Nebraska With VENT: Day Two

sandhill crane

The first full day of our tour ended with an hour and a half of the bird in the photo: this is the second year in a row that we’ve lucked into an early whooping crane, and only the fourth or fifth time, if rightly I remember, that we’ve managed to score this rare bird at all on this trip. Peak migration for the species on the Platte River in spring falls a good month from now, in the second week of April or so, and I assume that this individual — which we watched somewhere in Kearney County for a good hour and a half in the early evening — wintered inland in north Texas or somewhere nearby, where it fell in with a group of sandhill cranes and has adopted, I hope only temporarily, their seasonal rhythm.

sandhill crane

The afternoon belonged to cranes, as it inevitably does on the central Platte in March.

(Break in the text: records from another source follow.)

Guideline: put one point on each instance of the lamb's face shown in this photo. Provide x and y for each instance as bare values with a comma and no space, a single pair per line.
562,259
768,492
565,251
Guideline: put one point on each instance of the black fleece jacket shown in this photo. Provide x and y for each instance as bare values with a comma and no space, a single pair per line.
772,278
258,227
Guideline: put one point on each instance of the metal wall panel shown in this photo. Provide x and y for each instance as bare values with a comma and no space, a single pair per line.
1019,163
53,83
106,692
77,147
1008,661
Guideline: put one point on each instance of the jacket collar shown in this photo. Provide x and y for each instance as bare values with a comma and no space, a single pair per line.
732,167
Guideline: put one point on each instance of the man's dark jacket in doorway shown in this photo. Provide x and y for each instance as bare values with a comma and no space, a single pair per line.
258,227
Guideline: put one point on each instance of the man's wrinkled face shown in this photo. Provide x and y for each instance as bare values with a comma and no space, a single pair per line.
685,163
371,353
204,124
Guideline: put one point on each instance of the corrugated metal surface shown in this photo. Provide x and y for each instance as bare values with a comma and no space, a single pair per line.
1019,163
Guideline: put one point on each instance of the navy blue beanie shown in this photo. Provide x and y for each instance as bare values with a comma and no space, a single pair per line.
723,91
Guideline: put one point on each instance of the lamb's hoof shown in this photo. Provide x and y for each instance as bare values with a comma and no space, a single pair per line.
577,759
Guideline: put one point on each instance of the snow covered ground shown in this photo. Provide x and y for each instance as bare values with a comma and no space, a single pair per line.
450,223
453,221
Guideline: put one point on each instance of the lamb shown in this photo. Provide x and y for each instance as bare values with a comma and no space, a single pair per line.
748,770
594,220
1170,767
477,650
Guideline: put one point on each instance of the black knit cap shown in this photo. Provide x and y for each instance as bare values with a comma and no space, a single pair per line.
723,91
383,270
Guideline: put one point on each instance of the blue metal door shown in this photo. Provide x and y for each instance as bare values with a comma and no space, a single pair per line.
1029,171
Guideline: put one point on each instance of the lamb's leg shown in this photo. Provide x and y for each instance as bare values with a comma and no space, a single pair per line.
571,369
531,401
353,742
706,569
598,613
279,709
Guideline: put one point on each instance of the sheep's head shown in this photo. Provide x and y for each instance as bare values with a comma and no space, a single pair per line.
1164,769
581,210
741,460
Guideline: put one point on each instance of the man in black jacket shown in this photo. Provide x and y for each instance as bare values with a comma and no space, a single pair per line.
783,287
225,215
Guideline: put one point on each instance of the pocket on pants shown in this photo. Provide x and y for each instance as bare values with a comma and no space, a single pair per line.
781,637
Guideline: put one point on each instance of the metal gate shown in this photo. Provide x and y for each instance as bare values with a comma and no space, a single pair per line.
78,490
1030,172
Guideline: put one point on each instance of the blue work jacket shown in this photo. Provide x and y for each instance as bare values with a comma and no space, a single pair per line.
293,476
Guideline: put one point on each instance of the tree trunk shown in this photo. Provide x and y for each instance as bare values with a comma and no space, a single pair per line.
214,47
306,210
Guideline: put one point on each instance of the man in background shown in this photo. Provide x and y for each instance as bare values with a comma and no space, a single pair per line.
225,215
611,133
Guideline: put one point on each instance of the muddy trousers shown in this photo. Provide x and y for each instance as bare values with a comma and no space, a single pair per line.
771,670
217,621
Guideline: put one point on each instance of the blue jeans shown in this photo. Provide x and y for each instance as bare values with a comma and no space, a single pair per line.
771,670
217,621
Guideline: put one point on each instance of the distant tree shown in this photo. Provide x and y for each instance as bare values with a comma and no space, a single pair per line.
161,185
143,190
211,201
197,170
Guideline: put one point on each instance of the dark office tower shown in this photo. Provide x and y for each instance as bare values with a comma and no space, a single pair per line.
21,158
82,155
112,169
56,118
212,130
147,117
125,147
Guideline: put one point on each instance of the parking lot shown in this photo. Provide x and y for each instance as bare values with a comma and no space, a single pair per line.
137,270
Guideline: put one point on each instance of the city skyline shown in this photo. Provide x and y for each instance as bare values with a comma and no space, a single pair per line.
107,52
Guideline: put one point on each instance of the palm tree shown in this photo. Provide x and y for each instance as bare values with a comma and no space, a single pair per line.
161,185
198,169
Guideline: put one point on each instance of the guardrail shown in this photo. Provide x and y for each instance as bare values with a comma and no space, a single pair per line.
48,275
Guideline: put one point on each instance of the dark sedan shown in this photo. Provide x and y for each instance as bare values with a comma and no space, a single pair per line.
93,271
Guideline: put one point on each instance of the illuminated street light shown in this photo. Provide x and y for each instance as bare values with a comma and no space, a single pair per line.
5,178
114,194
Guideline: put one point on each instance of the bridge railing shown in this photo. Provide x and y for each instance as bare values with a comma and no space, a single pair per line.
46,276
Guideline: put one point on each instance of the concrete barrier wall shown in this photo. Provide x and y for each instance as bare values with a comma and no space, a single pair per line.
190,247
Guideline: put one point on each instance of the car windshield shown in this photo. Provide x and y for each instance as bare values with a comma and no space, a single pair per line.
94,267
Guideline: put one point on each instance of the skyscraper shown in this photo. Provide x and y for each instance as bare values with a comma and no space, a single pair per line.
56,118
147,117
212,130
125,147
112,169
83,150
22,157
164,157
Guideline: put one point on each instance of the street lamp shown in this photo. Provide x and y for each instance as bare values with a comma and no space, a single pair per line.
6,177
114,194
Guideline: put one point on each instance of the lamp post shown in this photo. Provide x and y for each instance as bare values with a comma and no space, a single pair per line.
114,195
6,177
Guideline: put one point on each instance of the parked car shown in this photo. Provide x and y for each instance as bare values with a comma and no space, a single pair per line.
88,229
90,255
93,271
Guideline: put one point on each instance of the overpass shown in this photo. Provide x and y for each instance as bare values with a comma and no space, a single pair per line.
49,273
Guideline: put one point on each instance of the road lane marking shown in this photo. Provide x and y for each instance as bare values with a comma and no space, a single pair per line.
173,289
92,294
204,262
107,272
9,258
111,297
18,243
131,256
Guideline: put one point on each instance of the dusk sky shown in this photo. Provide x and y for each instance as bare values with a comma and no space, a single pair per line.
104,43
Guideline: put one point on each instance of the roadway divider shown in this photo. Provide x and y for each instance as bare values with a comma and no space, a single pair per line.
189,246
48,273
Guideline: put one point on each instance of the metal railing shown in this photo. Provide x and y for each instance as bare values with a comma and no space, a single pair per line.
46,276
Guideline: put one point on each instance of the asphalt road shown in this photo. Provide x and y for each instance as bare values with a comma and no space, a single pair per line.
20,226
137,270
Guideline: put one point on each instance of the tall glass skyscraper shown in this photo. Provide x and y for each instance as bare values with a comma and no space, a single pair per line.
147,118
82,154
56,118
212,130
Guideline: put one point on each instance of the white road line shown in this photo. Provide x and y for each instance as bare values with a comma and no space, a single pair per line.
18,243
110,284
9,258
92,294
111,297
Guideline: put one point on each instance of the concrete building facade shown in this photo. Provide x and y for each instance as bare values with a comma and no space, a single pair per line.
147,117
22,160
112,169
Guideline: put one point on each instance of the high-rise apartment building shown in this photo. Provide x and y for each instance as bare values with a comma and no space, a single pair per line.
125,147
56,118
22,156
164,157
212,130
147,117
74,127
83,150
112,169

The “official” tally from a few days ago is 406,000 on this stretch of the river, and we found it easy to believe. Sandhill cranes were never out of sight or glorious, glorious sound once we reached easternmost Hall County, and though scanning the flocks on the ground and the air failed to produce a third gruid species, we did come across no fewer than three “cinnamon” sandhills, juveniles that for some reason skipped their molt in late summer of 2016 and retained their first plumage, stained brown with the mud of the tundra and now ragged and worn. I rarely see three such birds over the course of a season, and that many in a single day was a treat.

We started the day on the floodplain of the Missouri River, where a pair of pileated woodpeckers called and drummed and were all in all impressively incongruous. The skies were dull and the air cold, but red fox sparrows were in full song. The barred owl flying down the bottom of the bluffs landed out of sight to become a “leader-only” species, but maybe we’ll fix that on our return end of the week. Meanwhile, cranes!